To specialise as a quality manager, it is recommended you complete a Certificate or Diploma in Quality Assurance.
Production managers need to be:
- friendly and patient
- organised, and good at planning
- good at decision-making and problem-solving
- excellent at communicating
- able to lead people
- able to work well under pressure, and deal with conflict.
Useful experience for production managers includes:
- experience in the industry that you want to work in
- management or engineering experience
- work in a factory or office.
Production managers can choose to gain certification through NZPICS Incorporated, which offers modules in all aspects of production management and planning.
Find out more about training
- 0800 526 1800 - firstname.lastname@example.org - www.competenz.org.nz
- Institution of Professional Engineers NZ (IPENZ)
- (04) 473 9444 - email@example.com - www.ipenz.org.nz/ipenz
- NZ Industry Training Organisation (NZITO)
- (07) 958 3430 - firstname.lastname@example.org - www.nzito.co.nz/home.cfm
- NZ Organisation for Quality
- (06) 351 4407 - email@example.com - www.nzoq.org.nz
- NZPICS Incorporated
- (09) 525 1525 - firstname.lastname@example.org - www.nzpics.org.nz
What are the chances of getting a job?
Chances of getting a job as a production manager in most areas of manufacturing are poor, but good in oil and gas.
Decline in production manager jobs
According to Ministry of Business, Innovation and Employment estimates, the number of production managers fell by nearly 10% between 2010 and 2012.
This is because:
- many factories closed down or moved their manufacturing overseas to cut costs during the economic recession
- the majority of manufacturing sub-sectors, such as seafood, metal and transport have not yet achieved pre-global recession sales figures.
Shortage of production managers in oil and gas industry
However, the job of oil and gas production manager appears on Immigration New Zealand's immediate skill shortage list, which means the Government is actively encouraging skilled oil and gas production managers from overseas to work in New Zealand.
The shortage is due to:
- an ageing workforce
- strong competition from employers in other industries for people with science or engineering degrees, and experience
- a worldwide shortage of skilled, experienced production managers in the oil and gas industry.
Types of employers varied
Most manufacturing companies have a production manager. In very small companies, which are often privately owned, the job may be combined with other roles such as team administrator, accountant or owner.
- Immigration New Zealand, 'Immediate Skill Shortage List', accessed August 2014, (www.immigration.govt.nz).

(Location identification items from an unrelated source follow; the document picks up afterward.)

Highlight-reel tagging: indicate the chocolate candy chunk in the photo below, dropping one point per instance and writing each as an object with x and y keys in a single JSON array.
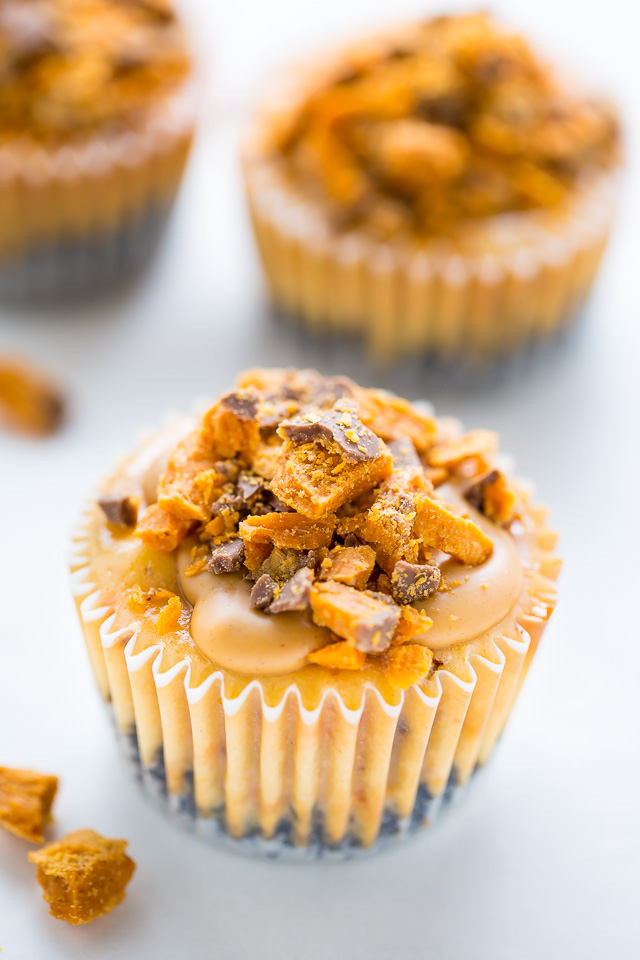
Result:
[
  {"x": 295, "y": 594},
  {"x": 248, "y": 486},
  {"x": 340, "y": 426},
  {"x": 475, "y": 493},
  {"x": 243, "y": 405},
  {"x": 404, "y": 453},
  {"x": 413, "y": 581},
  {"x": 227, "y": 557},
  {"x": 228, "y": 469},
  {"x": 226, "y": 504},
  {"x": 275, "y": 504},
  {"x": 263, "y": 591},
  {"x": 329, "y": 389},
  {"x": 120, "y": 511}
]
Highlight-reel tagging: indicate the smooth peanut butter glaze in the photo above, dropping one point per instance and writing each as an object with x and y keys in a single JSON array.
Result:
[
  {"x": 341, "y": 610},
  {"x": 227, "y": 631}
]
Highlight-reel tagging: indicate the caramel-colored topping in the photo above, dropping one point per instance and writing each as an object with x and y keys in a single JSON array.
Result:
[
  {"x": 234, "y": 636},
  {"x": 283, "y": 530},
  {"x": 339, "y": 656},
  {"x": 71, "y": 67},
  {"x": 412, "y": 623},
  {"x": 352, "y": 566},
  {"x": 450, "y": 120},
  {"x": 366, "y": 620},
  {"x": 315, "y": 478},
  {"x": 407, "y": 664},
  {"x": 493, "y": 496},
  {"x": 440, "y": 528},
  {"x": 186, "y": 488},
  {"x": 83, "y": 876},
  {"x": 266, "y": 584},
  {"x": 160, "y": 529},
  {"x": 26, "y": 799}
]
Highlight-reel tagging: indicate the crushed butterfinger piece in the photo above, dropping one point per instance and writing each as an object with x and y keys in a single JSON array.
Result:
[
  {"x": 187, "y": 487},
  {"x": 263, "y": 592},
  {"x": 350, "y": 565},
  {"x": 412, "y": 623},
  {"x": 199, "y": 558},
  {"x": 339, "y": 427},
  {"x": 459, "y": 537},
  {"x": 318, "y": 476},
  {"x": 139, "y": 600},
  {"x": 338, "y": 656},
  {"x": 388, "y": 523},
  {"x": 26, "y": 799},
  {"x": 393, "y": 418},
  {"x": 120, "y": 511},
  {"x": 161, "y": 530},
  {"x": 266, "y": 458},
  {"x": 407, "y": 664},
  {"x": 294, "y": 595},
  {"x": 474, "y": 443},
  {"x": 233, "y": 426},
  {"x": 226, "y": 557},
  {"x": 365, "y": 620},
  {"x": 288, "y": 530},
  {"x": 413, "y": 581},
  {"x": 492, "y": 496},
  {"x": 404, "y": 453},
  {"x": 169, "y": 617},
  {"x": 83, "y": 876},
  {"x": 29, "y": 401}
]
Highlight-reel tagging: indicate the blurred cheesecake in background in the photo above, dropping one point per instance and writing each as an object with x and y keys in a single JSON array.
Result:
[
  {"x": 436, "y": 189},
  {"x": 96, "y": 121}
]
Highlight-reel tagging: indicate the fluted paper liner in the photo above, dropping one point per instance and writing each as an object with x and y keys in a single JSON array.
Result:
[
  {"x": 285, "y": 778},
  {"x": 79, "y": 212},
  {"x": 504, "y": 282}
]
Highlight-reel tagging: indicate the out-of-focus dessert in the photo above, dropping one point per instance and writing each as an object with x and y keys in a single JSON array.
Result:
[
  {"x": 311, "y": 608},
  {"x": 83, "y": 876},
  {"x": 96, "y": 120},
  {"x": 436, "y": 188},
  {"x": 26, "y": 798}
]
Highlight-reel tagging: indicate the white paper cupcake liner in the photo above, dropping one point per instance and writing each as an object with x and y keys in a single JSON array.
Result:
[
  {"x": 287, "y": 780},
  {"x": 439, "y": 299},
  {"x": 84, "y": 214}
]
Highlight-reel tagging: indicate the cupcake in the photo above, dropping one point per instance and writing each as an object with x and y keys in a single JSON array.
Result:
[
  {"x": 96, "y": 120},
  {"x": 436, "y": 190},
  {"x": 310, "y": 610}
]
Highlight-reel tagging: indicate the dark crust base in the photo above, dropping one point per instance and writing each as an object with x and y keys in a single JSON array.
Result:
[
  {"x": 75, "y": 266},
  {"x": 212, "y": 826}
]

- Manfacturing NZ, 'New Zealand Manufacturing Sector: Its Dynamics and Competitiveness', February 2014, (www.manufacturingnz.org.nz)
- Ministry of Business, Innovation and Employment, ‘2002-2012 Occupation Data’ (prepared for Careers New Zealand), 2012.
- Stephenson, A, executive director, NZ Organisation for Quality, Careers New Zealand interview December 2013.
Progression and specialisations
Production managers may progress into general management roles or take up a similar position in another industry.
They may also specialise in an area of production such as:
- Production Planner
- Production planners help ensure their factories run smoothly by working out timetables and keeping necessary supplies in stock.
- Technical Manager
- Technical managers are responsible for the quality and performance of technology in the workplace.
- Quality Manager
- Quality managers are respnsible for ensuring products meet relevant quality standards and legislation, for setting up quality assessment systems, and improving product quality.